Bello, 48, who left office as governor on 27 January, faces 19 counts of money laundering at the Federal High Court in Abuja.

In the charges, EFCC accused him, his nephew Ali Bello, Dauda Suleiman and Abdulsalam Hudu (said to still be at large) of conspiring to convert the total sum of N80 billion public funds to personal use in February 2016.

The commission alleged that Bello and others “reasonably ought to have known” that the money “forms part of the proceeds of your unlawful activity” – criminal breach of trust.

EFCC also alleged in another count that Bello, between 26 July 2021 and 6 April 2022 in Abuja, aided a firm, E-Traders International Limited, to conceal the aggregate sum of over N3 billion (N3,081,804,654) in account number 1451458080 domiciled in Access Bank Plc.

Stalled arraignment
The move to prosecute Bello before the Federal High Court in Abuja has failed twice.

The scheduled arraignment was stalled on 18 April and again on Tuesday due to Bello’s absence from court on both occasions.

The trial judge, Emeka Nwite, on Tuesday, took the extraordinary step of ordering the EFCC to serve Bello with the charges through his lawyer who has been appearing for him.

Ahead of the first court sitting, the trial judge, Mr Nwite, on 17 April, issued a warrant for the arrest of the former governor.

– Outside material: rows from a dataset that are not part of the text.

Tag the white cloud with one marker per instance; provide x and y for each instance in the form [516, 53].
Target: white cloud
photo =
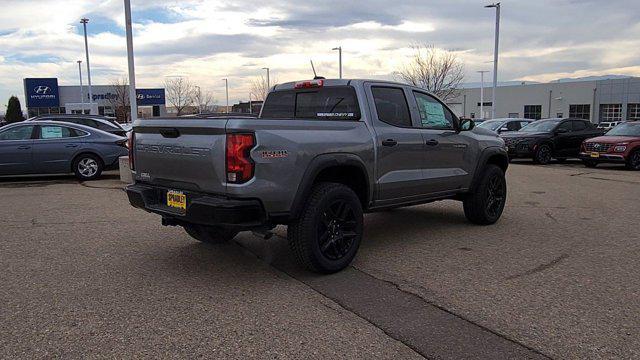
[209, 40]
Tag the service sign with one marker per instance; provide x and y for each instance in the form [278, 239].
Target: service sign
[148, 97]
[41, 92]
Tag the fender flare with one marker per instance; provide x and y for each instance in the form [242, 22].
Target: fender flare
[484, 159]
[314, 168]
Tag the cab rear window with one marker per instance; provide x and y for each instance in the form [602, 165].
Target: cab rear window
[331, 103]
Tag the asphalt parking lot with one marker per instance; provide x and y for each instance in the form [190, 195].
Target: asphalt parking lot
[82, 274]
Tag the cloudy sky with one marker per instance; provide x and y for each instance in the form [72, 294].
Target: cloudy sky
[207, 40]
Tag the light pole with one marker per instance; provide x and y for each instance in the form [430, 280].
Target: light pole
[199, 99]
[226, 86]
[84, 22]
[495, 58]
[339, 48]
[268, 81]
[132, 75]
[482, 92]
[81, 89]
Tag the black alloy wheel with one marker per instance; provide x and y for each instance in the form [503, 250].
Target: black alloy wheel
[496, 195]
[326, 236]
[543, 155]
[337, 230]
[634, 160]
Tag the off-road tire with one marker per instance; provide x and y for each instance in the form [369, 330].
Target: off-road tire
[87, 167]
[476, 205]
[543, 154]
[633, 162]
[210, 234]
[305, 234]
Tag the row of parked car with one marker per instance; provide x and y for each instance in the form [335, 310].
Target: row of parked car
[59, 144]
[562, 138]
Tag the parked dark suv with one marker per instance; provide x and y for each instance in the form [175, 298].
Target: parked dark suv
[619, 145]
[545, 139]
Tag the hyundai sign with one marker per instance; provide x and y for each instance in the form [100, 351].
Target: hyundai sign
[148, 97]
[41, 92]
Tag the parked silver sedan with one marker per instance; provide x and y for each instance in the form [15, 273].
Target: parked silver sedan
[53, 147]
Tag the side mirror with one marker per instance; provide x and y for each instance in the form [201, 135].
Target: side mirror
[467, 124]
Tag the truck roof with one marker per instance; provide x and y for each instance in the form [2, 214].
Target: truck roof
[333, 82]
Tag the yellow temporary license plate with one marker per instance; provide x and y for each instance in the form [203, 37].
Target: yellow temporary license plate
[177, 199]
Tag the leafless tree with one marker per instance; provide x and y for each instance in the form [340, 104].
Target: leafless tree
[259, 87]
[435, 70]
[118, 99]
[203, 100]
[180, 93]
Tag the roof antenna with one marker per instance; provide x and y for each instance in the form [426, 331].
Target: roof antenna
[315, 76]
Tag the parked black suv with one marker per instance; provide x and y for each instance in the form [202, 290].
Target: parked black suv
[545, 139]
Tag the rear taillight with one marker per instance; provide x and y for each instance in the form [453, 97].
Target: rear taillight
[130, 144]
[239, 164]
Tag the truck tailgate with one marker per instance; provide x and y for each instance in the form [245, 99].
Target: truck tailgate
[185, 154]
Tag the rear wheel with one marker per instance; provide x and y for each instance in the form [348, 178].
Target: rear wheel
[485, 205]
[543, 155]
[87, 167]
[210, 234]
[633, 163]
[327, 234]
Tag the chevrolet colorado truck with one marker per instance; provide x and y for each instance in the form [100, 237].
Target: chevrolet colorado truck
[321, 153]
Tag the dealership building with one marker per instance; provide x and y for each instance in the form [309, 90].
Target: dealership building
[45, 96]
[614, 99]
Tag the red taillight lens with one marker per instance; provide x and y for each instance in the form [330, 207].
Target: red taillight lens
[130, 144]
[239, 164]
[309, 84]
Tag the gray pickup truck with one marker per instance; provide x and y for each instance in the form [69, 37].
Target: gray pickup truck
[321, 153]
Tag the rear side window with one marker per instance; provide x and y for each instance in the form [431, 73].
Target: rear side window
[331, 103]
[433, 114]
[56, 132]
[391, 106]
[17, 133]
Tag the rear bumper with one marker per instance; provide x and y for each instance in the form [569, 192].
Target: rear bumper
[201, 209]
[603, 158]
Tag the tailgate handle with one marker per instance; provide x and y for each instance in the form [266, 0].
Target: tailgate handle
[170, 132]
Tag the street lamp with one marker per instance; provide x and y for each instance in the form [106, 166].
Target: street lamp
[132, 75]
[482, 92]
[226, 86]
[84, 22]
[268, 81]
[339, 48]
[81, 89]
[495, 57]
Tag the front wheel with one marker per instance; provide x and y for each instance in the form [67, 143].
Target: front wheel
[485, 205]
[543, 155]
[210, 234]
[633, 163]
[327, 235]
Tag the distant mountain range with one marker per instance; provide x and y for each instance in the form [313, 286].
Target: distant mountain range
[489, 82]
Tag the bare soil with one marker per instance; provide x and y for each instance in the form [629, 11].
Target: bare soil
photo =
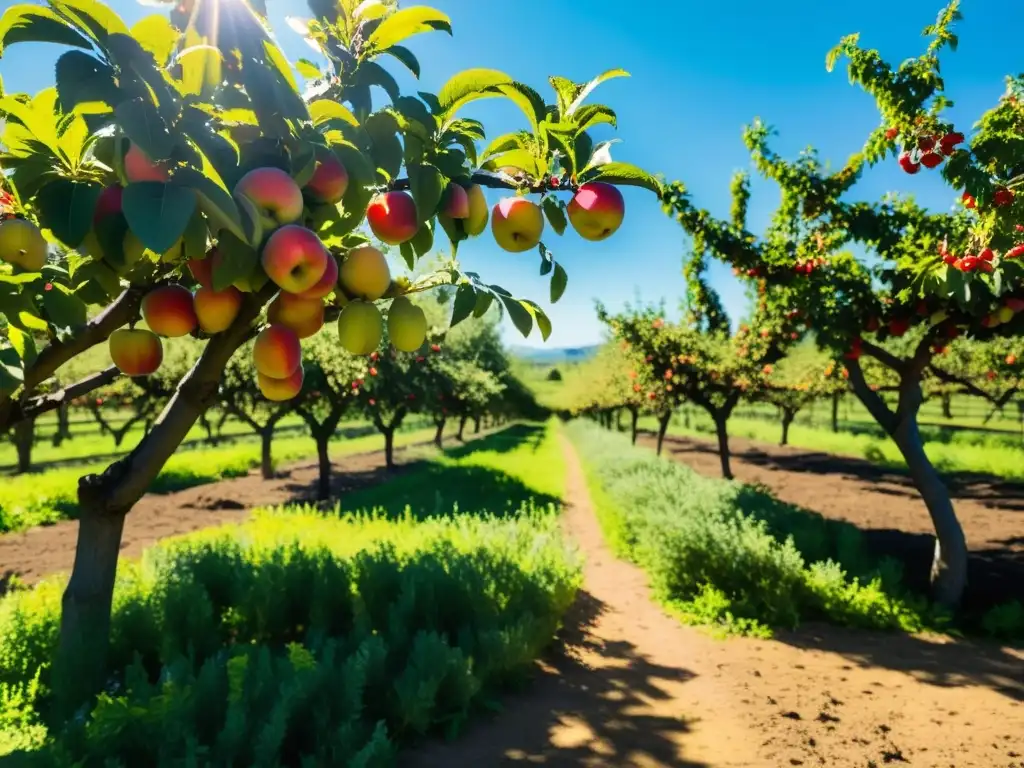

However, with the help of his successor, Governor Usman Ododo, and police officers attached to his residence in Wuse Zone 4, Abuja, Bello managed to evade arrest by EFCC when the operatives of the agency laid siege to the Abuja house to execute the warrant of arrest shortly after the court issued it.

That same day, the Kogi State High Court in Lokoja gave a judgement barring the EFCC from arresting or detaining him.

War of words
The development has triggered a wave of criticism from many who accused the EFCC of disobeying a court order by making moves to arrest Bello.

They argue that the only option EFCC had was to appeal against the order.

But in the ensuing war of words, EFCC, both in press statements and during court proceedings, has maintained that it did no wrong, arguing that the court order issued in favour of Mr Bello in a fundamental human rights enforcement suit did not preclude another court from ordering his arrest to answer to criminal charges.

The agency declared Bello wanted on the day he first failed to appear in court, with the Attorney-General of the Federation, Lateef Fagbemi, calling on Mr Bello to surrender himself to the anti-corruption agency.

‘Due process followed.’
Olukoyede further justified the steps EFCC has taken against Mr Bello on Tuesday, saying the commission did all that needed to be done, including personally calling the former governor over the phone to invite him for interrogation.

He said Bello declined to honour EFCC’s invitation on the basis that a lady had mobilised journalists to the anti-graft agency’s office to harass him.

The EFCC helmsman said Bello then requested that he be interrogated at his village in Okene Local Government Area of Kogi State.

“On my own, I called him, which I am not supposed to do, just to honour him as an immediate-past governor. ‘Sir, there are issues. I’ve seen this case file. Can you just come let us clarify these issues?” Olukoyede recalled his phone conversation with Bello.

‘Ha! Thank you, my brother. I know, but I can’t come. There’s one lady that has surrounded EFCC with over 100 people to come and embarrass me and intimidate me’,” the EFCC chair quoted Bello as saying on phone.

‘I didn’t initiate Bello’s case.’
Reacting to insinuations that he was being used to wage a political witch-hunt against Bello, Olukoyede clarified that the former governor’s case preceded his assumption of office.

“I didn’t initiate the case; I inherited the case file. I called for the file, and I said there are issues here.

“I am so passionate about the need for us to move forward in this country,” Olukoyede said in apparent frustration concerning allegations of bias against the commission.

He said the EFCC, on his watch, within six months, recovered about N120 billion from criminals who swindled their victims.

Olukoyede added that the EFCC recorded over 1,600 convictions since he took office last year.